How miserable to think you can’t have a life any more just cos you have kids! nah!

Namechangethisonetime · 16/01/2023 21:03

DuffLite · 16/01/2023 20:07

In that case, using that logic, do you never ever have a proper drink? Planning to be on red alert for emergency 24/7/365 feels ridiculous to me?

Anxiety disorder?

Yea this wouldn’t feel sustainable to me. Thankfully I live near a hospital (very, very close) and in a true emergency I wouldn’t hesitate to knock a neighbours door for a lift. It would be as quick to walk as to call a cab.
Op, it’s down to your own personal outlook on life, and your relationship with alcohol, really. I have friends who claim to “never” get drunk if dc are at home, however, they drink every weekend and seemingly need a minimum of 2 glasses of wine to relax every Thursday/Friday/Saturday/Sunday. Imo that’s not a healthy relationship with alcohol.
Dh and I don’t drink often- we could go weeks or months without even thinking about buying a bottle of wine. Getting drunk, realistically about 5 times a year. But I’m not adverse to the odd night of having a good drink at home with my dh. We don’t get out much, we spend the vast majority of the week either working or caring for dc, running dc to sports, activities, going on days out etc. We are people too, and are allowed a bit of downtime. Truthfully, I could be very tipsy, and he will handle his alcohol better than me.

CanStopWillStop · 16/01/2023 21:03

How much cider have you had tonight OP? Just curious...

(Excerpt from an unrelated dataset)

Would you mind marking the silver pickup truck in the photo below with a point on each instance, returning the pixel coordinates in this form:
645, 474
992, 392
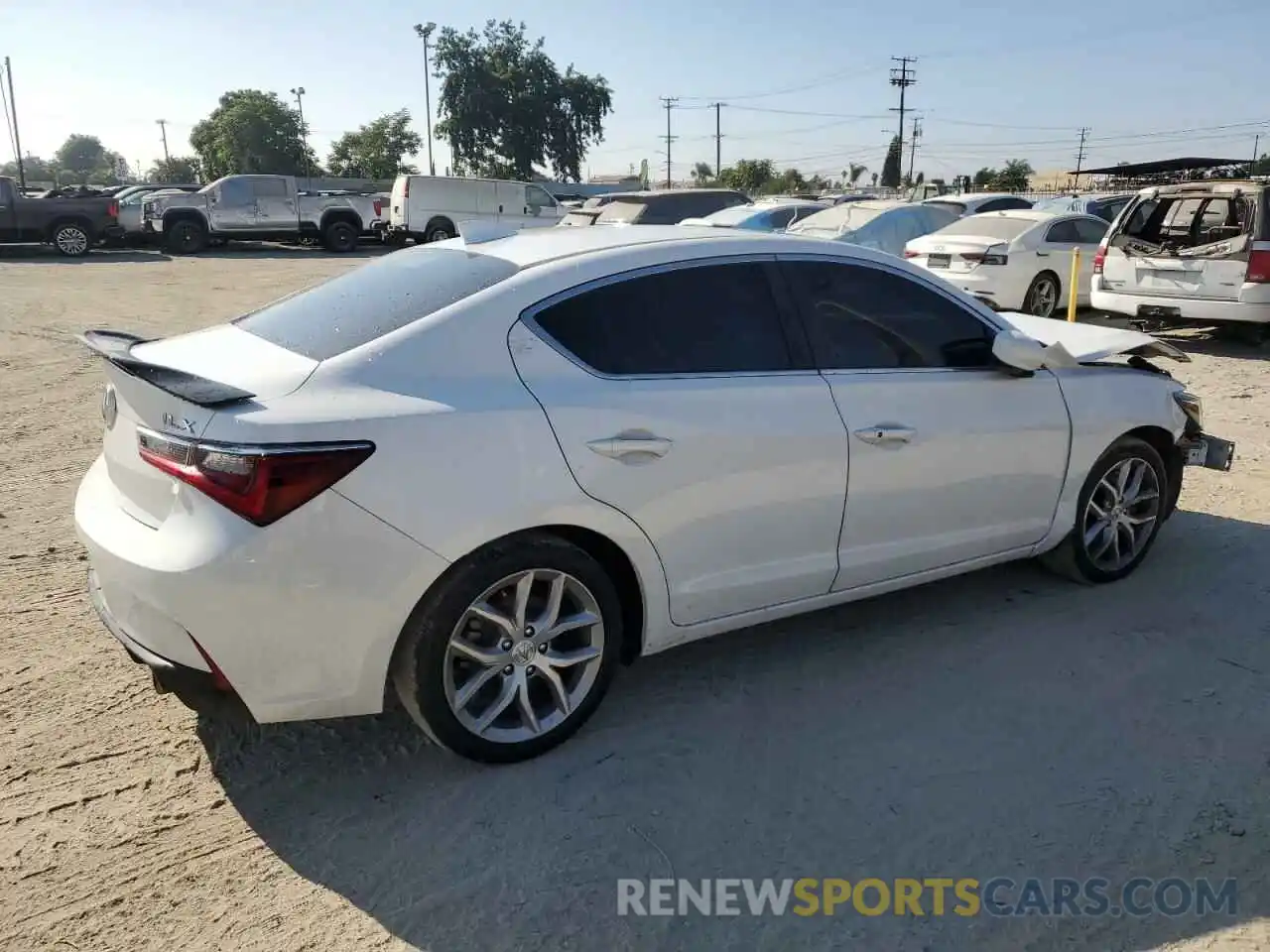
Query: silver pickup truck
259, 208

AuntieEntity · 16/01/2023 21:03

And yes, abuse is often subjective. You might not think you're being a twat, but others may do.

senior30 · 16/01/2023 21:03

DuffLite · 16/01/2023 21:00

People are entitled to their opinion on alcohol and alcohol whilst children are around (although the pearl-clutching “oh won’t somebody please think of the children!” tone to a lot of the posts is cringe)

But I find the obsession with needing A&E from some posters crackers. Do you spend your life always on alert that a disaster could happen and you may need to be prepared for it? What a way to live!

That’s it OP you deflect and make the parents who have completely normal concerns for their young children the issue. You know it’s unacceptable which is why you’re so worked up, how often are you drinking this amount around your children?